Un graffiti au Yémen pour dénoncer les frappes des drones américains. REUTERS/Khaled Abdullah/File Photo
L'administration du président Barack Obama a levé un coin du voile vendredi sur ses frappes "anti-terroristes" par drones, une pratique controversée qu'elle a considérablement développée et qu'elle cherche à mieux encadrer avant que la Maison Blanche ne change de pensionnaire.
Pour la première fois, la direction du renseignement américain (DNI) a publié un bilan chiffré, bien que très succinct, de ces bombardements réalisés par les États-Unis hors zone de guerre, depuis l'entrée en fonction du président Obama en 2009.
Ces bombardements contre les extrémistes islamistes, réalisés principalement par des drones de la CIA ou du Pentagone, ont tué jusqu'à 2.581 combattants, dans des pays comme le Pakistan, le Yémen ou la Somalie. Mais ils ont aussi causé la mort de 64 à 116 civils, reconnaît la direction du renseignement américain.
Le Bureau du journalisme d'investigation, une ONG basée à Londres, juge que les pertes civiles liées aux bombardements américains hors zone de guerre sont en réalité 6 à 7 fois supérieures aux chiffres du renseignement américain.
Se tournant vers l'avenir, le président américain a également signé un décret ordonnant aux différentes agences impliquées dans les frappes de prendre toutes les précautions possibles dans leur conduite "pour réduire la probabilité de victimes civiles". Il précise explicitement qu'elles devront reconnaître la responsabilité des États-Unis en cas de victimes civiles et dialoguer avec le Comité international de la Croix-Rouge (CICR) et les autres organisations non-gouvernementales qui opèrent dans les zones de conflit.
Le décret prévoit également la publication annuelle d'un rapport sur le nombre de tués, comme celui publié vendredi, au plus tard au 1er mai de l'année suivante.
Pour Naureen Shah, une responsable d'Amnesty International, le président Obama cherche à encadrer la pratique, avec à l'esprit l'idée que ses successeurs à la Maison Blanche pourraient être moins rigoureux que lui. "Clairement, cette administration se demande ce que fera la prochaine administration, et cherche à lui lier les mains un petit peu", a-t-elle expliqué.
Le décret crée aussi un "précédent positif" pour les autres gouvernements qui sont en train de se doter de drones comme les États-Unis, a-t-elle estimé. Mais Naureen Shah, comme ses collègues d'autres ONG de défense des libertés civiles, souligne que l'administration est encore loin de la transparence dans l'application de son droit de tuer.
L'opacité demeure sur les critères retenus pour qualifier une personne de "combattant" extrémiste, souligne-t-elle. "Nous ne savons pas quel est le seuil de preuve pour cette administration. Tel que les chiffres nous sont présentés maintenant, c'est très difficile de les évaluer".
(Lire aussi : La "cigale", le plus petit et le plus rustique des drones américains)
355 bombardements au Pakistan
L'administration américaine "continue à cacher les identités des gens qu'elle a tués" et ne publie pas ses enquêtes sur les possibles erreurs, a déploré Hina Shamsi, une responsable de l'Association américaine pour les libertés civiques (ACLU).
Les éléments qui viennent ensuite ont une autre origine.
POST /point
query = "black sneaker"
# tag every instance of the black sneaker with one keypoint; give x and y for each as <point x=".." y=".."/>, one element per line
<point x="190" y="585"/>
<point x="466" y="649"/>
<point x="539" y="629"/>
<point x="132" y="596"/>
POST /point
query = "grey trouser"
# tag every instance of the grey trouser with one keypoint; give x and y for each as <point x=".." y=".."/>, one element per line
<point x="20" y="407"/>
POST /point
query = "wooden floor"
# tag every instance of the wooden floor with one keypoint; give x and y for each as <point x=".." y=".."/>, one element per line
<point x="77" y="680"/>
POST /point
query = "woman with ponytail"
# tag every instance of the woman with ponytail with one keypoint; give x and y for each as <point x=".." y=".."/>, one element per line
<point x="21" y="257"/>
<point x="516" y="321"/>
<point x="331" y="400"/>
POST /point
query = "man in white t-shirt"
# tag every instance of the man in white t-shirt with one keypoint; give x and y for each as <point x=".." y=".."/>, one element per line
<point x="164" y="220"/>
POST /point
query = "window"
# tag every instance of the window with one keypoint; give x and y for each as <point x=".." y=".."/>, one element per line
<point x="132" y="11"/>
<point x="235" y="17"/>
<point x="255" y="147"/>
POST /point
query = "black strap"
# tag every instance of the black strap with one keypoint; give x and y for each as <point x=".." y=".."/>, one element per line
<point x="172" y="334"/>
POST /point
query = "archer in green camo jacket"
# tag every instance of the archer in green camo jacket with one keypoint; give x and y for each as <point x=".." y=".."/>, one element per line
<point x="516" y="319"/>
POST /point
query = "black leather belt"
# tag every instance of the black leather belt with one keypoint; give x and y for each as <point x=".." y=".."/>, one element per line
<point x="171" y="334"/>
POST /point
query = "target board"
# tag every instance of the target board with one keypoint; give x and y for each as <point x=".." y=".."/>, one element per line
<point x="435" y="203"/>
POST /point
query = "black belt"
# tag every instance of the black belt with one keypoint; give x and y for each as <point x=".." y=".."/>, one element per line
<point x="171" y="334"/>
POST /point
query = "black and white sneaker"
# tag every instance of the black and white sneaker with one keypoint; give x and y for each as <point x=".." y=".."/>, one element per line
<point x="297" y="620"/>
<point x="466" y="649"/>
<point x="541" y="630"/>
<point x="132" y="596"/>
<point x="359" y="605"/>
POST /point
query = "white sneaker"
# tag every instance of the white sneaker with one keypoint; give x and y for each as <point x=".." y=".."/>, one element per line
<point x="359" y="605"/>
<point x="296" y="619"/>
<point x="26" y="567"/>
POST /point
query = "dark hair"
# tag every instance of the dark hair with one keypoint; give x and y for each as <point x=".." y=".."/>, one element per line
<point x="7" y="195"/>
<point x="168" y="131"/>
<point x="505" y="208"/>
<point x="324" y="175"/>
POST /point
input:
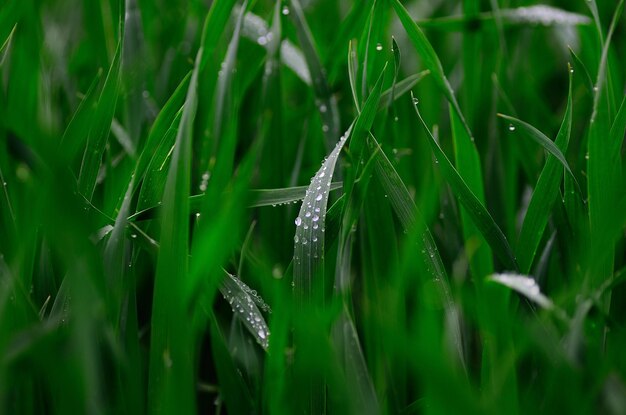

Les frappes de drones américaines se sont considérablement développées depuis l'arrivée de Barack Obama à la Maison Blanche.
Au Pakistan, théoriquement un pays allié, le nombre de frappes de drones est passé de 48 pendant la présidence Bush à 355 sous l'ère Obama, selon les chiffres de la Fondation New America, un cercle de réflexion de Washington. Dans ce pays, qui détient le record des bombardements américains hors zones de guerre, le pic a été atteint en 2010, avec 802 combattants tués, selon la même source.
Il est largement redescendu depuis, avec 57 tués en 2015.
Aujourd'hui, les frappes "anti-terroristes" restent importantes au Yémen et en croissance en Somalie, avec respectivement 116 et 203 morts en 2016, selon la Fondation New America. Des bombardements également opérés par des avions.
Les chiffres des ONG montrent par ailleurs que le nombre de victimes civiles est également très largement redescendu ces dernières années. Selon ceux de la Fondation New America, les victimes civiles se compteraient sur les doigts de la main chaque année depuis 2014.